The 400-pound, orange-tinted baby that wriggled out of Tahlequah that morning was the first live birth in the pod since 2015.

But the baby died 30 minutes later.

However, Tahlequah did not let her emaciated calf sink to the bottom of the Pacific, but rather balanced it on her head and pushed it along as she followed her pod.

This is an animal that was grieving for her dead baby, and she didn’t want to let it go.

The hours turned into days, and still the next day, and through the weekend, and into the next week; the grieving mother was still seen pushing her baby to the water’s surface.

She was forever picking up the body as it sank, hoisting it out of the water to take a breath, and repeating.

Tahlequah carried her dead calf through the choppy Pacific Ocean in a journey that has astonished and overwhelmed much of the world.

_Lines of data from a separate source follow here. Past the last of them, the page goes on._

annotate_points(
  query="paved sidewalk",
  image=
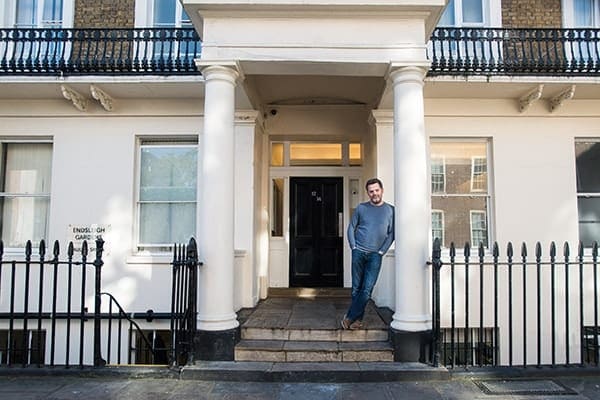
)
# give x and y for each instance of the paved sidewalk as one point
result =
(459, 387)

She finally dropped her dead calf, which she’d been pushing with her head for at least 17 days and 1,000 miles off the Pacific Northwest coast, in an unprecedented show of mourning.

This tour of grief has struck an emotional chord in many of us and made us lachrymose.

The death and loss of a child is frequently called the ultimate tragedy. Nothing can be more devastating.

Tahlequah’s behavior was heart-rending. But other orcas, and similar cetaceans like dolphins – and even primates like gorillas – have been seen apparently mourning their dead, though this is by far the longest recorded example of such behavior.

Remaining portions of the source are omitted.